Famous for its clubbing culture, Ibiza is known for offering some of the best nights out in the world. While it definitely is the place to go for unbeatable clubs, this reputation somewhat overshadows the island’s amazing cultural heritage – and I think that’s a real shame.
So, today I’m going to be talking about how you can get away from the party atmosphere and discover a different side to the island. To do so, I’ll focus on the attractions of Ibiza Town, which in Catalan is known as Eivissa – so don’t be confused if you hear it referred to by the latter name. By the way, you can find decent hotels in the heart of the city at http://www.sovereign.com/.
Ibiza Town – an introduction
Like the island as a whole, Ibiza Town has a deservedly excellent reputation for its clubs and bars – but let’s leave the nightlife talk there. You’ll find this charming city on the south-east coast of the island, where it’s divided into two quite distinct parts. One is Eixample, which is the newer area, and the other is the old town, known as Dalt Vila and the focus of my post today.
Being the oldest part of the city, Dalt Vila is filled with cobbled streets peppered with Gothic Catalan architecture. To give you some idea of just how important the buildings and cultural attractions here are, the whole place has been designated a UNESCO World Heritage Site.
So, that begs the question ‘what shouldn’t I miss?’ – and below you can find the answer.
The defensive walls around Dalt Vila
Topping my list are the defensive walls that hem in Dalt Vila. These were built back in the 16th century as a means of protecting the city from invasion (namely from the Turks) and they’re dotted with several impressive gateways, including the Portal de Ses Taules and the Portal de Soto es Fosc. Having taken some 40 years to build, today the walls mark out the most historic part of this exciting city.

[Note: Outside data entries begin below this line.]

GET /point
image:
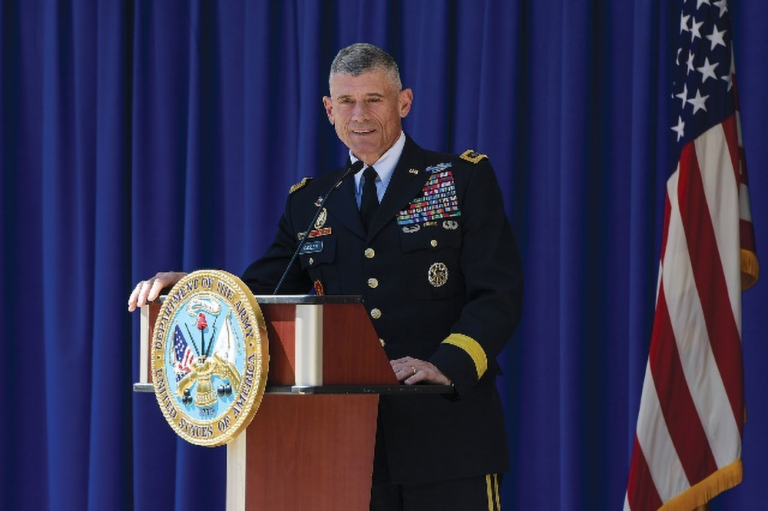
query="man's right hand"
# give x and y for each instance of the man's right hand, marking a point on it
(148, 290)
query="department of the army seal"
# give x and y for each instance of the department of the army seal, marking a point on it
(210, 357)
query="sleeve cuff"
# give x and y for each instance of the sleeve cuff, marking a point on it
(472, 348)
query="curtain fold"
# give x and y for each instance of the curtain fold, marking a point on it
(145, 136)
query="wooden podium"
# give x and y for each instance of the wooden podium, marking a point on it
(311, 443)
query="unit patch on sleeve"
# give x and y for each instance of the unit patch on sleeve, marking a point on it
(300, 184)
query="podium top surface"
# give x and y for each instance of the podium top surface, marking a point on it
(298, 299)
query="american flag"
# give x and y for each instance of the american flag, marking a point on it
(687, 446)
(183, 356)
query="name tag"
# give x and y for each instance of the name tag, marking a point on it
(312, 247)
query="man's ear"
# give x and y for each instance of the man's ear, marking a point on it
(328, 105)
(406, 100)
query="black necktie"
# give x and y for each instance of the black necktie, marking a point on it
(370, 200)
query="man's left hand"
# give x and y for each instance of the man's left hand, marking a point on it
(411, 370)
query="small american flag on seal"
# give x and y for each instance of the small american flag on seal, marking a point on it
(184, 358)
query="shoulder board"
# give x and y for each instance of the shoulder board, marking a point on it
(300, 184)
(473, 157)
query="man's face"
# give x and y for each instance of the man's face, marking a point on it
(366, 111)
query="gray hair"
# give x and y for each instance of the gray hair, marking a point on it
(359, 58)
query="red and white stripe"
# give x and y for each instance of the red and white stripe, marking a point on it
(688, 441)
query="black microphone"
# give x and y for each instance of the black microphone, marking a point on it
(353, 169)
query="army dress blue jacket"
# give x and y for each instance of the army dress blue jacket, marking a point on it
(441, 278)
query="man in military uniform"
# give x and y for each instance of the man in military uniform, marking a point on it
(423, 237)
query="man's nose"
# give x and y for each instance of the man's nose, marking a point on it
(360, 112)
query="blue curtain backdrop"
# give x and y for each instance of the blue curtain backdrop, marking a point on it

Next up we have Ibiza Castle, which sits in the Plaza de la Catedral (as, by the way, do my next two suggestions – conveniently a lot of Dalt Vila’s major attractions are in one place!). An interesting addition to the castle is the Almudaina, which once held military and administrative installations.

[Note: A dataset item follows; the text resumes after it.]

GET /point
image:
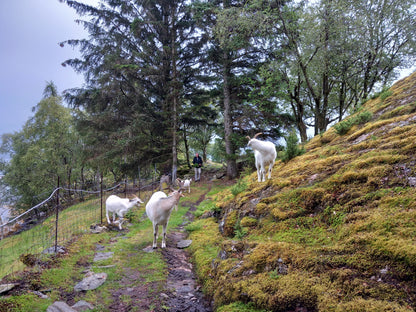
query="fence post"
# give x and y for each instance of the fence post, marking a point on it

While this part of the building was only joined to the castle in the 18th century, it dates back to the 1500s and excavations have uncovered ruins from the 12th and 13th centuries, revealing its long history.

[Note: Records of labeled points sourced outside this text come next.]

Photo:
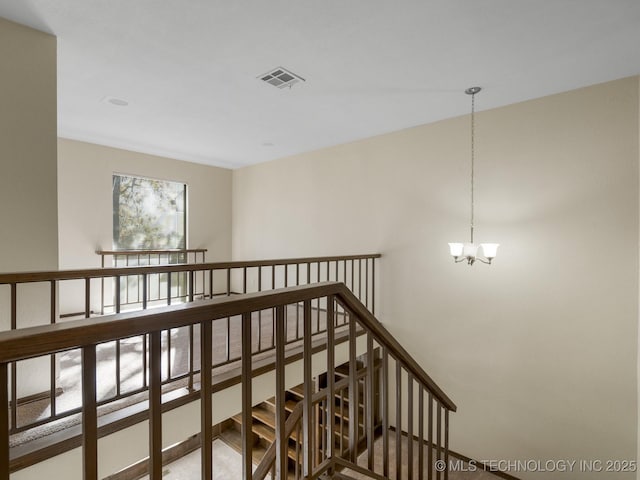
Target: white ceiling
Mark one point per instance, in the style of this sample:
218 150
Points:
189 68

The first thing that’s likely to strike you about Ibiza Cathedral is that it looks a little bit more like a fortress than a place of worship, thanks to its strong and plain exterior. It dates back to the 14th century, when it was built in a Gothic style – but a quick glance is all it’ll take to tell you that the building you’re looking at is more recent. In fact, it was restored in the 18th century in the Baroque style.
Archaeological Museum of Ibiza and Formentera
Last up we have the Archaeological Museum of Ibiza and Formentera, which is a great place to get a feel for the islands’ past. Spanning several buildings, this museum displays a huge array of objects that cover a staggering 3,000 years of history – so make sure you leave plenty of time to explore!
The collection starts at prehistory and continues through to the Christian reconquest, spanning several themes, including Phoenician colonisation and Moorish medieval times.